M. Marcel Rainaud attire l'attention de M. le Premier ministre sur la nécessité pour l'ensemble des ministres, de respecter les délais qui leur sont impartis pour répondre aux questions écrites qui leur sont adressées par les parlementaires.

Le Journal Officiel publie régulièrement l'état des questions écrites rédigées par les sénateurs auxquelles il n'a pas été répondu dans les délais réglementaires.

En date du 7 août 2008, celles-ci étaient au nombre de 1457. Un tel retard dans le traitement des questions écrites est profondément regrettable.

Il est en contradiction avec les déclarations faites autour de la dernière révision constitutionnelle, notamment sur le rôle du Parlement et le respect de son travail, et relève d'un manque de considération à l'égard des parlementaires, comme de celles et ceux qui les saisissent et dont ils sont les relais auprès des différents ministères.

Il lui demande de préciser les mesures qu'il entend mettre en œuvre afin que les questions écrites des parlementaires soient traitées avec le sérieux et l'attention qui leur sont dus.



Réponse du Premier ministre

publiée dans le JO Sénat du 25/09/2008 - page 1927

Le Premier ministre constate effectivement que cette situation, qui n'est pas nouvelle, n'est pas satisfaisante.
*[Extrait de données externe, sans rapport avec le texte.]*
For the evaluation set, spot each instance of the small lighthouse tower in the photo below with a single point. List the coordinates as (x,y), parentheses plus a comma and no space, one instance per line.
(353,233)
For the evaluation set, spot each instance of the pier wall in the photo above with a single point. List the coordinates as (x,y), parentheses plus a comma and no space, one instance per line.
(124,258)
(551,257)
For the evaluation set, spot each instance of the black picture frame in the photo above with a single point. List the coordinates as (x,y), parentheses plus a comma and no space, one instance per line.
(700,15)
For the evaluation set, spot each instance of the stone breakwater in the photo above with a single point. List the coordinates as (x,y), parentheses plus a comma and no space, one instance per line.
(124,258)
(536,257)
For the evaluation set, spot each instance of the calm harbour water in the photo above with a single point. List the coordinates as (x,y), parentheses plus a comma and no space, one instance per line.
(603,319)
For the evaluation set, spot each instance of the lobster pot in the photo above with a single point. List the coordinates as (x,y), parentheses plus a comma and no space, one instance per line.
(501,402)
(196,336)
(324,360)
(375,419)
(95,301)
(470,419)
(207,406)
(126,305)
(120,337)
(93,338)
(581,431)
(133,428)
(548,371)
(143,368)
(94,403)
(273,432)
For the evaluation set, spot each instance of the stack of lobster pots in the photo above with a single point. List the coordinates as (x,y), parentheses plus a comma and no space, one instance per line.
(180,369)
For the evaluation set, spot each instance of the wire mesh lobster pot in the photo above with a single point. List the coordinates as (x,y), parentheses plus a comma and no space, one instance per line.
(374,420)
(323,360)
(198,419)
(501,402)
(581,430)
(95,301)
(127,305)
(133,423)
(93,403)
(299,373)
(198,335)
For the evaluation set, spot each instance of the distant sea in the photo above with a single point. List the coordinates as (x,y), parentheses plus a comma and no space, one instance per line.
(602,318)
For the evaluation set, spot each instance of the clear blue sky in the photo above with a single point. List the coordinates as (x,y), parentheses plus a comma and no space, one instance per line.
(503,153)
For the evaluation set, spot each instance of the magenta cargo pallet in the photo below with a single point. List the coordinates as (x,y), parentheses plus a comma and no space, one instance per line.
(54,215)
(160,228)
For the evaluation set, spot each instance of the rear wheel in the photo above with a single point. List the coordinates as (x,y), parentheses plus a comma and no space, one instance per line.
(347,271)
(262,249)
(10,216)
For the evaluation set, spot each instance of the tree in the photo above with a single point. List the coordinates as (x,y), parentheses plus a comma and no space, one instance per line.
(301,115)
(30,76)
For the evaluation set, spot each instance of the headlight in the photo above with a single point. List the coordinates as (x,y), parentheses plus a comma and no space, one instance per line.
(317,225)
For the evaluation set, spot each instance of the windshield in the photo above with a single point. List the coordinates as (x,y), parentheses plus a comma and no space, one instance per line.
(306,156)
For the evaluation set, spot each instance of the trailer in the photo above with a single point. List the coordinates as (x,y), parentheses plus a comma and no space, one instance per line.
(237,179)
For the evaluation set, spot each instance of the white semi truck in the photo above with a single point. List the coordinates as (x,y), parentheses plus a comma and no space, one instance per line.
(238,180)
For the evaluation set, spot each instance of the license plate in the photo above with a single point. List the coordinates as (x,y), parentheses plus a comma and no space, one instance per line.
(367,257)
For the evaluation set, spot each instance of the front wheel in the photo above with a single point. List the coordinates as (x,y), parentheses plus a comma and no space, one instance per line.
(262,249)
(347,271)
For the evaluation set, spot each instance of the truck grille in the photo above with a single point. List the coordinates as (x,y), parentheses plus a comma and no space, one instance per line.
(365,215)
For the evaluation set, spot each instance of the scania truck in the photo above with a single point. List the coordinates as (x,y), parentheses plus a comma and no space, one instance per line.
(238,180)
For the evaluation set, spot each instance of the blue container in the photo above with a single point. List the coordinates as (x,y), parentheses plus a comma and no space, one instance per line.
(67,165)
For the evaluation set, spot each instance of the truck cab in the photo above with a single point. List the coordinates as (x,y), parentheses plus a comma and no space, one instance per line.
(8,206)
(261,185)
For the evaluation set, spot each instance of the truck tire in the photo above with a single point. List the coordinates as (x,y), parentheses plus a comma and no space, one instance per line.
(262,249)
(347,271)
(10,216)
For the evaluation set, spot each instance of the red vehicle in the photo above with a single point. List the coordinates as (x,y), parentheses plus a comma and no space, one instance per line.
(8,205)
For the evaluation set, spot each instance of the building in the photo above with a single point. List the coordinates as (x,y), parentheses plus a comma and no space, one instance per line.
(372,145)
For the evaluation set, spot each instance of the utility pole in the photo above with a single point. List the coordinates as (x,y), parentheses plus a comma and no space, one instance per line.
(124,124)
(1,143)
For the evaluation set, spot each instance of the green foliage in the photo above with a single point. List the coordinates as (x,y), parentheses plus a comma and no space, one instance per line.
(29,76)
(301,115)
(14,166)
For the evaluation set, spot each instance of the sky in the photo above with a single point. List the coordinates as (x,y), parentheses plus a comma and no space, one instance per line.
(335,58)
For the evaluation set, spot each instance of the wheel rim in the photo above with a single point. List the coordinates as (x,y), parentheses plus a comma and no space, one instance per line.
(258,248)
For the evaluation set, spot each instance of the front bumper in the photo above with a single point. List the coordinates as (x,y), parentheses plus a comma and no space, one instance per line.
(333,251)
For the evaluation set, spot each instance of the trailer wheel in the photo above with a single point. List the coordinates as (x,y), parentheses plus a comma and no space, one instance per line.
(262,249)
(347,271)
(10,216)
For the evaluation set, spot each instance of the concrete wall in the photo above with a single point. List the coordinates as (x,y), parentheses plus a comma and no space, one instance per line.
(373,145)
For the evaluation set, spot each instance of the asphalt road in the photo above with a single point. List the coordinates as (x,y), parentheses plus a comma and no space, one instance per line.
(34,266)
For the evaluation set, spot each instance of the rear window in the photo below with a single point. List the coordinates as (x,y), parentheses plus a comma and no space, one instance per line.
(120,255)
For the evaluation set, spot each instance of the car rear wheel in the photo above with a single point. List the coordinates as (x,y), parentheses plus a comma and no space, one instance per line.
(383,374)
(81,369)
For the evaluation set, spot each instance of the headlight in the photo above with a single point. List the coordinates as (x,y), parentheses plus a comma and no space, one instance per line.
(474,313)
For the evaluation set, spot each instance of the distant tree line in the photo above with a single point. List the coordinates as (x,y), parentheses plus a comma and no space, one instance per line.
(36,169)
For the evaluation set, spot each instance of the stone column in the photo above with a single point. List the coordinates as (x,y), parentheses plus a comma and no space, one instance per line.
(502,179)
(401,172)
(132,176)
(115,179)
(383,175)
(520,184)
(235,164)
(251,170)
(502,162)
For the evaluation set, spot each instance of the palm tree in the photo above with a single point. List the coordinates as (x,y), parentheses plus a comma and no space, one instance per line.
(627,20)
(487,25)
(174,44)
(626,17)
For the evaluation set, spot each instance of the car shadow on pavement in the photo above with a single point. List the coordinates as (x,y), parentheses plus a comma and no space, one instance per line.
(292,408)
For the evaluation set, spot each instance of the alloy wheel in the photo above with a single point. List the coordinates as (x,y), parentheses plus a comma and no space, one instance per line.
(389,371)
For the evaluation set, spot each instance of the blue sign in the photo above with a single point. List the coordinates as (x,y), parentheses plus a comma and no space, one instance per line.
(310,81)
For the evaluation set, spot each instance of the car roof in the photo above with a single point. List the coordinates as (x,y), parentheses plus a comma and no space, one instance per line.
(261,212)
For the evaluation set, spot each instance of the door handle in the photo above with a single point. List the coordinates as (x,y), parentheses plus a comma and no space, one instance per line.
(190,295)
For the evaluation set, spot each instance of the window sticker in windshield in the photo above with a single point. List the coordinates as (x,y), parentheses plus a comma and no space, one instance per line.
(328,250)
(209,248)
La très forte augmentation du nombre de questions écrites posées par les députés et les sénateurs, et le soin apporté à leur traitement par les différents départements ministériels expliquent, pour partie, le délai parfois particulièrement long des réponses ministérielles. Afin de supprimer les dysfonctionnements évoqués, le Gouvernement a lancé un projet de dématérialisation des questions écrites destiné à assurer une gestion électronique des questions parlementaires et des réponses ministérielles. La réponse à une partie des difficultés rencontrées doit être en effet recherchée dans une meilleure utilisation des technologies de l'information et de la communication pour le traitement du volume croissant des questions écrites. C'est pourquoi il a été proposé aux présidents des assemblées parlementaires, qui ont bien voulu l'accepter, la constitution d'un groupe de travail chargé de formuler des propositions en ce domaine. Le Premier ministre souhaite que les résultats de ces travaux permettent un meilleur suivi des questions écrites, accélèrent les réponses ministérielles et renforcent l'efficacité du contrôle parlementaire.